Dealing With the Queen Bee Syndrome

Created By Kinjal Darukhanawala On 20 May, 2009

List all Experiences:

Added By Kinjal Darukhanawala On May 20, 2009, 12:00 am
Country: India
Have you ever been in an argument and behaved like your life depends on winning it? Worse, have you noticed two people in a sharp discussion trying to prove different points? It's bizarre if not outright scary.

The other day I was reading an article on a popular entertainment website wherein a contributor had mentioned how she likes actress A so much more than actress B. Then, in the comment section, the real fun began. There were people who unapologetically denied her viewpoint and others accused her of being gay! I was truly amazed. Here is a page where complete strangers are fumed and agitated, fighting over two women, who don't even know that they exist!

But then our day to day arguments aren't any different. This sort of behavior is highly prominent in offices also, especially in small teams with one leader. And if by chance a person refuses to follow "You don't tell me what to do, I tell you what to do" rule, then God save the team members from the havoc. In such cases, the work and deadlines take the backseat and over inflated egos immediately come in the driver's seat.

A typical Taurean, I used to hate it when these stubborn egoistic individuals used to have it their way. I used to spend endless amount of energy and time trying to prove how what they are doing is so wrong. Conclusion? Nothing did really change. At the most I could guard the way their interaction changed with me, but my motive of making them realize what was going on failed miserably.

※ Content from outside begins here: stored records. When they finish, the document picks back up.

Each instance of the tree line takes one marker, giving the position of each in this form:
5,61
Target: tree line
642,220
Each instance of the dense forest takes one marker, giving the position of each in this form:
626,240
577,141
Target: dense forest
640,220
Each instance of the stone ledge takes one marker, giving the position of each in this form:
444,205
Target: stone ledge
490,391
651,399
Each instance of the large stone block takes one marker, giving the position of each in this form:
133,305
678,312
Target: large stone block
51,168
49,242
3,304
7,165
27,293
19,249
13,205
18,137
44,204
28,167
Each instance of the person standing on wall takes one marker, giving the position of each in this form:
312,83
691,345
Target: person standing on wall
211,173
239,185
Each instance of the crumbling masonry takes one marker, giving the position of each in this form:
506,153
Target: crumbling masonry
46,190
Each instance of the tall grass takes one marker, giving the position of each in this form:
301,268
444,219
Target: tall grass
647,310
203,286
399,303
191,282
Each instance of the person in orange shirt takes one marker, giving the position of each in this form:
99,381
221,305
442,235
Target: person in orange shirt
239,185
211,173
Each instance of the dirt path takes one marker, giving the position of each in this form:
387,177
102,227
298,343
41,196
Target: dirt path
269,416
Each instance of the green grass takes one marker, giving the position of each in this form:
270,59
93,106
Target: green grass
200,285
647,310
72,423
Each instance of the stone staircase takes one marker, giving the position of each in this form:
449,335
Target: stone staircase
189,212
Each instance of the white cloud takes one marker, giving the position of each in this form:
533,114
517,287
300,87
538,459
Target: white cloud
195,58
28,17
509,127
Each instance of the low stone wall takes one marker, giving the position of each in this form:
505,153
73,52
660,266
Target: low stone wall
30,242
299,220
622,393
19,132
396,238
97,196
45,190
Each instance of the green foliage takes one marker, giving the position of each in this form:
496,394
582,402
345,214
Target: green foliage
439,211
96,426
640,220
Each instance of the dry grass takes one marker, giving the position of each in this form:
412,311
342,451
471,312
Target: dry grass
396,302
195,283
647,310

Situations that often happen in our lives may not always be in our control. Sometimes because of the relationship we share with the other person we may feel completely tongue tied to point out a certain behavior pattern. There is, however, a fine line between having a difference of opinion and trying to bash someone else's point of view. And the people on the other side have years and years of experience in making sure that they always have the last word.

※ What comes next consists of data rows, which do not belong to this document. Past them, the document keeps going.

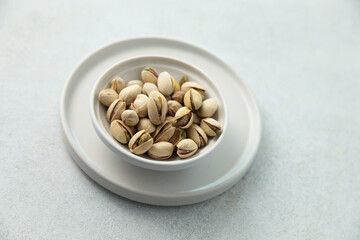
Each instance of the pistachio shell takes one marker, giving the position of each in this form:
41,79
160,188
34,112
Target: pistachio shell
141,142
130,117
120,131
107,96
192,99
129,93
140,105
115,110
184,117
150,75
165,83
208,108
157,108
145,124
117,84
196,133
186,148
161,150
210,126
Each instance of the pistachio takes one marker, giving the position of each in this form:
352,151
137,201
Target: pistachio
140,105
161,150
115,110
157,108
164,132
196,133
184,117
186,148
150,75
178,135
135,82
192,99
141,142
210,126
165,83
186,86
173,106
145,124
120,131
129,93
117,84
148,88
107,96
130,117
208,108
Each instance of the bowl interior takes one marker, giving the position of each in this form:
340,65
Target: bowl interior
131,69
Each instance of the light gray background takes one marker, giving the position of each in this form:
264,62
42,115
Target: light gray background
301,59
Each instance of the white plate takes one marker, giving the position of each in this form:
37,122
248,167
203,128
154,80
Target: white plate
205,180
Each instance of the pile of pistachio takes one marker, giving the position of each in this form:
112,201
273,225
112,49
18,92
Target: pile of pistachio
158,113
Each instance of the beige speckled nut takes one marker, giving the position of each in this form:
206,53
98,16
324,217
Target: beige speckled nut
141,142
140,105
157,108
129,117
129,93
148,88
186,86
117,84
165,83
161,150
145,124
120,131
196,133
184,117
186,148
115,110
107,96
164,132
150,75
208,108
173,106
210,126
192,99
179,135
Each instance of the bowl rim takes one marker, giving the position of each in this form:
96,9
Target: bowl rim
141,161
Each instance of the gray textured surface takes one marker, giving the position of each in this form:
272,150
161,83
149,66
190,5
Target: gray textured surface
301,58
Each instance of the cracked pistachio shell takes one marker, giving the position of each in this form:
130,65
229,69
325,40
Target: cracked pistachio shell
141,142
173,106
196,133
157,108
120,131
164,132
150,75
117,84
148,88
186,148
130,117
145,124
135,82
208,108
186,86
178,135
161,150
210,126
184,117
115,110
165,83
192,99
129,93
140,105
107,96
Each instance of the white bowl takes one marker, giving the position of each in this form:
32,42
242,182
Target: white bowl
130,69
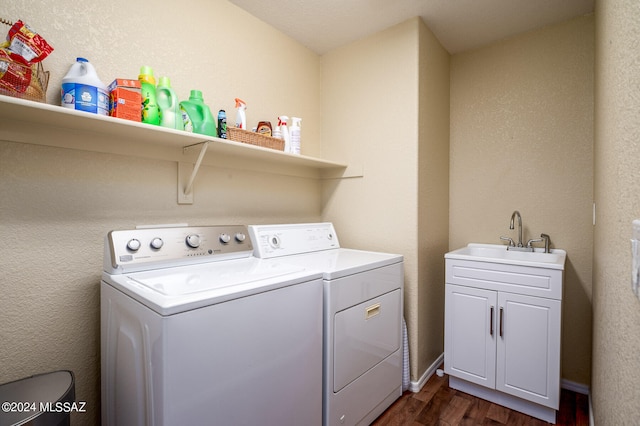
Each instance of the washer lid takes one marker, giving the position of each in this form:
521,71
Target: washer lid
172,290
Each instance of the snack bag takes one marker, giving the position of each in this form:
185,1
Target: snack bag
23,41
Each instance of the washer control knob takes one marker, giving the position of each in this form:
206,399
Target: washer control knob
133,244
193,240
156,243
274,241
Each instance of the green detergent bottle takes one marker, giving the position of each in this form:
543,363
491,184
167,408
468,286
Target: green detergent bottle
150,111
196,115
170,115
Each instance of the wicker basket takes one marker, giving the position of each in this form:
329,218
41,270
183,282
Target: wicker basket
254,138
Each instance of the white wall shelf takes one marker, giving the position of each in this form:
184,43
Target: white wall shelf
51,125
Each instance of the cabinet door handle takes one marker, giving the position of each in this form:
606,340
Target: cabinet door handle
491,323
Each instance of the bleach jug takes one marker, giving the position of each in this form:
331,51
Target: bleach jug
197,116
170,115
150,111
82,90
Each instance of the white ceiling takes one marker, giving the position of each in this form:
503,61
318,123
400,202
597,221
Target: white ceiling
323,25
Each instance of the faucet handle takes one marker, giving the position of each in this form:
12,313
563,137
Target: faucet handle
511,242
534,240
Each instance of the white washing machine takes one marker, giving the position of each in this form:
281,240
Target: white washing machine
363,299
197,331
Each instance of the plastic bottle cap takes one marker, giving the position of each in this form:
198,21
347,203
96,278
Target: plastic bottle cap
164,82
196,94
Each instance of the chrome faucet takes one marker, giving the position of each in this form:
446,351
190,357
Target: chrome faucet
513,215
546,239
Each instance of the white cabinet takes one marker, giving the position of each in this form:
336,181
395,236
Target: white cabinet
502,334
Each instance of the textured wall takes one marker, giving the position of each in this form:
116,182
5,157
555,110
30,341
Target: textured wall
367,86
616,315
433,199
385,105
522,139
57,204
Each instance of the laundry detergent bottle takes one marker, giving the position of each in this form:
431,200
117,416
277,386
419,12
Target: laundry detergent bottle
196,115
294,135
170,115
82,90
150,111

Some may do it very cunningly, while others, the more insensitive ones will just do it without inhibitions or calculations. But then who can attack you if you are not standing there in an "I am ready to defend myself position". The ego in you or in others bloats only when it is fed. If we don't defend then how will the fight ever happen? I mean, shadow fighting can't go on forever, can it?

I also had to learn this the hard way. At first, I would prepare myself in advance during a meeting with a person suffering from the Queen Bee Syndrome. I would tell myself, that this time around I will make sure that he (usually she) doesn't act smart. But then I realized an important thing. Am I not giving out too much power by doing this? I am still not quite there yet, but every now and then, I catch myself and immediately undo the defending position I am standing in.